The value of any given GI data depends on how current the information is and on its useful life. Useful life varies by type of data and by the use to which it is being put. In the analysis of the economic value of OS, the focus is on the value of currently available information. Older information, and products and services based on out-of-date information, are viewed as substitutes for existing OS products and services.

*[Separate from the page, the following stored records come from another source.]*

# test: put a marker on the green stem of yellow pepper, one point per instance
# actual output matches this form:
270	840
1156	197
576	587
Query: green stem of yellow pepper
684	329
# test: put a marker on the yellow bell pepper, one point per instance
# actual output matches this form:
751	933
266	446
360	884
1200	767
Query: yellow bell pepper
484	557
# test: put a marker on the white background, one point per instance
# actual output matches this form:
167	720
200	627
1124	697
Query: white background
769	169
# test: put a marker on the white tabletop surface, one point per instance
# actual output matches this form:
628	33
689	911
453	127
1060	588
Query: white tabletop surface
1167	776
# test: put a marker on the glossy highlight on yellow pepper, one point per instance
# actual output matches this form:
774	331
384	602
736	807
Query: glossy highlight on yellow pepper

4.4 Efficiency and effectiveness

In addition to the assessment of the monetary value arising from OS data, the study briefly considers the efficiency and effectiveness of the organisation's production process. Both efficiency and effectiveness directly affect the economic benefit of an activity.

4.5 Conclusion

There seems little doubt that, without quality maps, Great Britain's productive potential would be reduced; it would take more resources to produce the same output. However, it is difficult to determine to what extent. It will not be possible to use our figures to say that GDP would be so many million pounds lower were it not for OS. The analysis will demonstrate, however, the monetary contribution of OS to the national economy and will enable statements such as 'Sectors which contribute x proportion of output from Great Britain make significant use of OS products and services.' Similar claims can, of course be made on behalf of other essential inputs (e.g. in one sense, just about the whole of the economy is dependent on the services of the electricity industry). However, this does not mean that a demonstration of the underlying importance of OS is not useful and illuminating.

21 GVA at basic prices is equal to gross operating surplus plus compensation of employees, plus taxes less subsidies.
22 ONS (1998), UK Input-Output Supply and Use Balances, 1992-96, Table 3, Demand and Products: the 'combined use' matrix, The Stationery Office.